Towne is a multidisciplinary artist who works in video, printmaking, and community based projects. At PNCA, she teaches in Media Arts, teaches the BFA Thesis Critique course, and mentors thesis students.

Towne was recently artist-in-residence at PNCA's Watershed Center for Fine Art Publishing and Research.

The Black Life Experiential Research Group, which recently presented the project HERE || Humboldt at the Paragon Arts Gallery at PCC Cascade. For the project, Towne and Bates worked with students from Jefferson High School and members of the community to develop a project that, "centers Black life of the past, present and future as integral to the community’s fabric."

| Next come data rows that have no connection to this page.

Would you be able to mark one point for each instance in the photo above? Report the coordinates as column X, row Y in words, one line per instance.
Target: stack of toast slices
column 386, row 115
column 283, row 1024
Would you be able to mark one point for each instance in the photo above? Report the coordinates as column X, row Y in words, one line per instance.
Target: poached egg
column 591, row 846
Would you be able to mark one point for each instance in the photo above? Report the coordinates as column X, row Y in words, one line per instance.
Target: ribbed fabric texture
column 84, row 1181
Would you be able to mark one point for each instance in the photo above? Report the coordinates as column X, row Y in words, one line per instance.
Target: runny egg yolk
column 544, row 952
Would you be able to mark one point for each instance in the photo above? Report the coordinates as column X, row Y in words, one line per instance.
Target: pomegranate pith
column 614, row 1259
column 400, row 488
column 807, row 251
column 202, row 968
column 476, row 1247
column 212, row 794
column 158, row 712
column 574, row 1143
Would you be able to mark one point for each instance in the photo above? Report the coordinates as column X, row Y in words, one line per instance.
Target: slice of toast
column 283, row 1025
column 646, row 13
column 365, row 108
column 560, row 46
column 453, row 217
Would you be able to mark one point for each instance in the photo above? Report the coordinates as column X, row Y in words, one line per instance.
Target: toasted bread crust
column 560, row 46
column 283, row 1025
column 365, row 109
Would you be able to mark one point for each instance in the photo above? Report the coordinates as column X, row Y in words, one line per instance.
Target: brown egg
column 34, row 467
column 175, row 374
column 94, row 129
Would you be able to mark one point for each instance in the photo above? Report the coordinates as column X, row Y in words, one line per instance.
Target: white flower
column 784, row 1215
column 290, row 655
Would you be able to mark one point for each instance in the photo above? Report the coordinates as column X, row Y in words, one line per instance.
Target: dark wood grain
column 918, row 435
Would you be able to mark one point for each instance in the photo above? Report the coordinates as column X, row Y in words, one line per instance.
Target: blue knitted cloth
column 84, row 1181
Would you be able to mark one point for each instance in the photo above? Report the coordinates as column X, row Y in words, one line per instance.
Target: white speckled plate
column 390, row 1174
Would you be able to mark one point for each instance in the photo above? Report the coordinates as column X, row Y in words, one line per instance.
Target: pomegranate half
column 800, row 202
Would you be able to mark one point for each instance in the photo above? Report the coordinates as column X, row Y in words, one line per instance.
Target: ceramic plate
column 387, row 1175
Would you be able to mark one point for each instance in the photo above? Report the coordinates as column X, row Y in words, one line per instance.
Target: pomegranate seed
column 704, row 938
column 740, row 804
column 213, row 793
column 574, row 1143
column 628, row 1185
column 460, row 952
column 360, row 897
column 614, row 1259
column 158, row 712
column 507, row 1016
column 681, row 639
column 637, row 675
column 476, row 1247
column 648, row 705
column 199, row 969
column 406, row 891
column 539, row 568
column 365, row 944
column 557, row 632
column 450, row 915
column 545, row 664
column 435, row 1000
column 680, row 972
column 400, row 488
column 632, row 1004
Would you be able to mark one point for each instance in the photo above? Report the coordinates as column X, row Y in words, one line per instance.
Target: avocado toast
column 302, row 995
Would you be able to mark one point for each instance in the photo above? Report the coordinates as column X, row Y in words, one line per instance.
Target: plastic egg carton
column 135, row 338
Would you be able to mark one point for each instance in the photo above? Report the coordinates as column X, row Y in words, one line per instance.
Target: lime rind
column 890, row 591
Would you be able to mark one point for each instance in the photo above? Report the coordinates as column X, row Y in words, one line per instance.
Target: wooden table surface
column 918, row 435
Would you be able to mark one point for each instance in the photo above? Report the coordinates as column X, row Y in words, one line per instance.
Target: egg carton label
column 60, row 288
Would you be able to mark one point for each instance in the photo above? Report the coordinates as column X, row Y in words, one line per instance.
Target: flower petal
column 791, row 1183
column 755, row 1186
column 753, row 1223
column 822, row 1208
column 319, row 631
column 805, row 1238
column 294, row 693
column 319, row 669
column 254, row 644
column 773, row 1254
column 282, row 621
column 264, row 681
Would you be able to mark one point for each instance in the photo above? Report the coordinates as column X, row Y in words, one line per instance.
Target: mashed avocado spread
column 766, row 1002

Towne is also the co-founder of URe:AD Press (United Re:Public of the African Diaspora), and performs in the "post-colonial conceptual karaoke band," Weird Allan Kaprow. URe:AD Press is an ongoing collaborative print and media project for Afro-diasporic audiences, that produces video installations, screenprinted ephemera, and self published books of Afro-diasporic inquiry.

Towne holds a BA from UC Berkeley in Interdisciplinary Studies and Art Practice, and an MFA from Portland State University in Contemporary Art Practices. She has been awarded grants and fellowships from Art Matters, Fulbright Program, the Precipice Award, Calligram Foundation, The Andy Warhol Foundation for Visual Arts, Oregon Arts Commission, Ford Family Foundation, and the Regional Arts and Culture Council.

The Ford Family Foundation awards up to five unrestricted Hallie Ford Fellowships in the Visual Arts per calendar year, each in the amount of $25,000, to Oregon visual artists who have demonstrated a depth of sophisticated practice and potential for significant future accomplishment. Their work furthers the conversation of contemporary art in the 21st century. These fellowships honor the late Hallie Ford, co-founder of The Ford Family Foundation, who left a legacy based on a lifelong interest in and support of the visual arts.